Sam y Laura se detuvieron afuera de la tienda un momento. Sam estaba deseoso de cantar victoria pero se contuvo.
-Muy bien –aceptó finalmente Laura-. Tú estabas bien y yo mal. Es difícil creer que los tintoreros se acabarían si quieren explotar a las mujeres y los niños.
-No te rindas tan pronto –dijo Sam-. Tal vez elevan los precios en la ropa para niños con tal de poder cubrir su sexista estrategia de precios. Quizá sí cuesta más lavar las blusas pero a lo mejor no es suficiente para subir tanto el precio. Además, tu argumento puede ser que los fabricantes de máquinas para tintorería conspiran y se rehúsan a diseñar una máquina para ropas pequeñas. Aunque tal vez no haya suficientes blusas para lavar que lo hagan rentable. Pero anímate. La señora Williams sabe mucho acerca de mis secretos más íntimos. Ella sabe cuando derramo comida en mis camisas, sabe que compro plumas tan corrientes que se chorrean, y sabe muchas otras cosas más de mi vida por mis ropas. Ahora sabe que paso tiempo con una de sus clientes, algo que debe serle de gran interés. Pero tal vez no sabe la verdadera razón de por qué las camisas y las blusas tienen el precio que tienen. Ella es sólo una simple observación, como decimos los economistas. Tomemos nuestras clases en una investigación de campo y reunamos un poco de evidencia real, de primera mano.
-Buena idea –dijo Laura, sorprendida y contenta de que Sam estuviera poniéndose de su lado más que declarándose triunfador-. Economía cotidiana. Pero dudo poder traer a mi clase de literatura Inglesa a una tintorería para una investigación de campo.
-¿No escribió Dickens acerca de trabajos forzados y de la opresión de la clase obrera?
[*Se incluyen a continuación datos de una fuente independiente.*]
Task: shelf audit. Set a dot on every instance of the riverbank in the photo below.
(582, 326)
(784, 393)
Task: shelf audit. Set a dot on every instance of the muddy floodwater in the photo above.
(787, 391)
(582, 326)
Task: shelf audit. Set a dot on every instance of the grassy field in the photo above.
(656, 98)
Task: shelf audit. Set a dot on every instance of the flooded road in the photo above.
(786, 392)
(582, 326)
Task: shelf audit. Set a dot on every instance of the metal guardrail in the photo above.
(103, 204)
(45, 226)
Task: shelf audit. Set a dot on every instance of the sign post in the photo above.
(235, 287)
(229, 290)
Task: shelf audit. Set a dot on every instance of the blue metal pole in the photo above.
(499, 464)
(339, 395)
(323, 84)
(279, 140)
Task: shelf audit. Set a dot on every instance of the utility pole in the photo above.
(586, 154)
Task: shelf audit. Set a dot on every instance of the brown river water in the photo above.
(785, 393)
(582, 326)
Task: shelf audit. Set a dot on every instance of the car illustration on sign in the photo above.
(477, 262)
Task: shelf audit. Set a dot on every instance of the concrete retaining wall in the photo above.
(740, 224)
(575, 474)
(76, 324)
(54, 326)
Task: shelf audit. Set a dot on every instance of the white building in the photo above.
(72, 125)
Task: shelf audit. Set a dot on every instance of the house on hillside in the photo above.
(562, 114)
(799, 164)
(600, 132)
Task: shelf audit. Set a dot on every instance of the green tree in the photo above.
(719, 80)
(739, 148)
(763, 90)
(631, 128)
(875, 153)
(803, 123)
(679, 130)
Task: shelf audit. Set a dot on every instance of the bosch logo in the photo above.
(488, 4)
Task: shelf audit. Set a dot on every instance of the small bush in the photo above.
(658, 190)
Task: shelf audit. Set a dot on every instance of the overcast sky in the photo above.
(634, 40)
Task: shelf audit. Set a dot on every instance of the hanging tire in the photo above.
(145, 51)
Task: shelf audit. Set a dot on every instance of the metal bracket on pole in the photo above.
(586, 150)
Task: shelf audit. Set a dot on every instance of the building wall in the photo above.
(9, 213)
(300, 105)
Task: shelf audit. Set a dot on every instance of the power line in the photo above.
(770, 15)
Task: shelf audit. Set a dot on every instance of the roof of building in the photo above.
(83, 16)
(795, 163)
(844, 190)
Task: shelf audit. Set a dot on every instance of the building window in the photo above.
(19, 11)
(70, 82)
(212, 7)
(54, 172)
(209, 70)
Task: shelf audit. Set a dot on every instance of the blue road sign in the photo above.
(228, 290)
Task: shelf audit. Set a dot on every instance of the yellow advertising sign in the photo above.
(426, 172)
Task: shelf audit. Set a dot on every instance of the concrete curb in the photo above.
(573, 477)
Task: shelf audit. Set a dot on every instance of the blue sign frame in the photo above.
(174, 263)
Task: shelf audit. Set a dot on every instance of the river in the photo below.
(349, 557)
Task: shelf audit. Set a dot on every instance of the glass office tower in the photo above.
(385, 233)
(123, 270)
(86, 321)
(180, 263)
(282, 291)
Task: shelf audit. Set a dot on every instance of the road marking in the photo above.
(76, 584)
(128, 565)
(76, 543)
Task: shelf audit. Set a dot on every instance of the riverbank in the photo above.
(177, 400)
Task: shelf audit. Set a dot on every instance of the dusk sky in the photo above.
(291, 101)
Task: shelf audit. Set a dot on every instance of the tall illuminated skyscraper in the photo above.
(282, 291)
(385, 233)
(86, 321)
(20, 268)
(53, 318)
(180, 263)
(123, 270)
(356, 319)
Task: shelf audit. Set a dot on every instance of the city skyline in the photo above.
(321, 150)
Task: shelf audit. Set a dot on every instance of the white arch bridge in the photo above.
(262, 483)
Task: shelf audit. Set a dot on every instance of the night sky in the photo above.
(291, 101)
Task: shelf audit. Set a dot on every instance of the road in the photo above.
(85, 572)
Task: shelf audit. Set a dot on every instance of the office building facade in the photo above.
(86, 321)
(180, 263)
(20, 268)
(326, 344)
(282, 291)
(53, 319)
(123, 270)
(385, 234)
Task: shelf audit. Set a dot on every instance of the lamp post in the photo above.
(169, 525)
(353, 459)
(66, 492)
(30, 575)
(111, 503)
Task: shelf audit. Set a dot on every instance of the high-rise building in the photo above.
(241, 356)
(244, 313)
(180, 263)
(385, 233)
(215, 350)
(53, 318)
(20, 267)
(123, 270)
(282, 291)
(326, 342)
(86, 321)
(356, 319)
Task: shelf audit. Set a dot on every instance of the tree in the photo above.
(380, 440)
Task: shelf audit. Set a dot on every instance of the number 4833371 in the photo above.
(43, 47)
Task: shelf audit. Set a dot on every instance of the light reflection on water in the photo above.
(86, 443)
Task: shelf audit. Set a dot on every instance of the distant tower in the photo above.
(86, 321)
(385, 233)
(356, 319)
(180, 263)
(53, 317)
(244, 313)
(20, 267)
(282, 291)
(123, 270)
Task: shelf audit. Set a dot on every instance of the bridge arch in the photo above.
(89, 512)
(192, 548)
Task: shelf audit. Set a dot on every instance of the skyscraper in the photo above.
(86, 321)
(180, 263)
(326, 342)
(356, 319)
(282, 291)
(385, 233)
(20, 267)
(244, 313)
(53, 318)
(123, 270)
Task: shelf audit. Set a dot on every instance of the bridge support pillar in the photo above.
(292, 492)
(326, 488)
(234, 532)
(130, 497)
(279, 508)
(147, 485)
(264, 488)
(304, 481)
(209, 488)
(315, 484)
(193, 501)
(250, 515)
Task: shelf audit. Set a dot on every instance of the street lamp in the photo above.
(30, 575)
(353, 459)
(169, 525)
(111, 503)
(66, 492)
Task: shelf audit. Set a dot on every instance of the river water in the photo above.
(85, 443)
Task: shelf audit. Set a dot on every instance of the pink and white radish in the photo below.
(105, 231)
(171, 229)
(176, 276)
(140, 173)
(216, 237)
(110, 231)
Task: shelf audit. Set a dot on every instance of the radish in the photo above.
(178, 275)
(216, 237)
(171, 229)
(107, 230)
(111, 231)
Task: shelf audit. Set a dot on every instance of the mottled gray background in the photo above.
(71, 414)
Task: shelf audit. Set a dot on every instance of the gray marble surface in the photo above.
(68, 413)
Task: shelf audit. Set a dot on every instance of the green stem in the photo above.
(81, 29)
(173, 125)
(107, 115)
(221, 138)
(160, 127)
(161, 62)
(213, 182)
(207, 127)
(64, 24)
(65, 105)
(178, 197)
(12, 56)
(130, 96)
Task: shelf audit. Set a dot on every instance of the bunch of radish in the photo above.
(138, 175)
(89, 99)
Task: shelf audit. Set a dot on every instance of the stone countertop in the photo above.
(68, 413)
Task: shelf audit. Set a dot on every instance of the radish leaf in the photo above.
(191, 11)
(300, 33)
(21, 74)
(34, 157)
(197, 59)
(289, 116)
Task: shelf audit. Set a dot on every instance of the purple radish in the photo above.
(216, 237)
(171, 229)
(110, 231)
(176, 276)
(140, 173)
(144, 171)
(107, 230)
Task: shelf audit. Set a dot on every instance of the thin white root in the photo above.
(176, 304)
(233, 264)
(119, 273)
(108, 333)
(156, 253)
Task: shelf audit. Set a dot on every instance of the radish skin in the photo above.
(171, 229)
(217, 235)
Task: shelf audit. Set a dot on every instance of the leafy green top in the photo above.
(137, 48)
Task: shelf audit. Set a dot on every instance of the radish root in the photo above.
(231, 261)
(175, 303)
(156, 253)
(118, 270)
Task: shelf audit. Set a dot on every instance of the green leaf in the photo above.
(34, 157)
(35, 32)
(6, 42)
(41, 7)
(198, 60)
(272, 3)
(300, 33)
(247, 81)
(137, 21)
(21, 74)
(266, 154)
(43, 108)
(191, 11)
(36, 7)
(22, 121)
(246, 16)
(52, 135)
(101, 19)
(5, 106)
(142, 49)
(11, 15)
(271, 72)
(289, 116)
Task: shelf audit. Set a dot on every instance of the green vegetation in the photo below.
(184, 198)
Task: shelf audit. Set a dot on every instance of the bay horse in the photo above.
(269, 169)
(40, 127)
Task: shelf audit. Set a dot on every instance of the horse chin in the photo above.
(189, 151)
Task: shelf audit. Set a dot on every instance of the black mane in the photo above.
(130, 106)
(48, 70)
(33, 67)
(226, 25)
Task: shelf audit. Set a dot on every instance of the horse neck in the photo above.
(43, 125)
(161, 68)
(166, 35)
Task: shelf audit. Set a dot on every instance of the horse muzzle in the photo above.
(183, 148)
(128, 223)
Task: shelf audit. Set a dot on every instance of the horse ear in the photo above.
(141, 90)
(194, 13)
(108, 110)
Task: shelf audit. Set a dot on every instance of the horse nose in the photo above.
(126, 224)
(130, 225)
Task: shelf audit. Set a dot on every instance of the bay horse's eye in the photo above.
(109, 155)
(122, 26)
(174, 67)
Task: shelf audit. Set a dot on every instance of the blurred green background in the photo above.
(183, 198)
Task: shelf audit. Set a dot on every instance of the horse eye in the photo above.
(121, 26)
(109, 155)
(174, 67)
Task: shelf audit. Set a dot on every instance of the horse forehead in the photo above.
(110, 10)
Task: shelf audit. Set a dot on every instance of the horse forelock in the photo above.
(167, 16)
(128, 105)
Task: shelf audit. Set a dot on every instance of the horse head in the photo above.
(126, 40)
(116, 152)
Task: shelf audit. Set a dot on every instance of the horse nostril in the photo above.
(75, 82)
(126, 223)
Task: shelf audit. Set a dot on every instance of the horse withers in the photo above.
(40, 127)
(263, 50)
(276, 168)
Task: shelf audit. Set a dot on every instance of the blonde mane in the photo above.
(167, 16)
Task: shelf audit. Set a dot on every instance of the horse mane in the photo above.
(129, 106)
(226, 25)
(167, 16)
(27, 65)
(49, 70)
-Sigo pensando que es poco probable.
-Supongo que sí. Hey, ¿tienes algo planeado para la cena?
Laura miró su reloj y movió la cabeza. –Me gustaría, pero tengo mucho trabajo. Quizá en otra ocasión. Gracias por prestármelo –dijo mientras devolvía el saco a Sam.
A pesar del clima tan fresco, Sam decidió caminar a su departamento en Dupont Circle por la Avenida Connecticut en lugar de tomar el metro. Había sido una conversación amistosa, pero estaba preocupado de si la verdadera razón por la que ella había declinado su invitación a cenar era su carga de trabajo. Pensó que la próxima vez sería buena idea platicar con Laura de algo que no fuera economía. ¿Pero sería posible?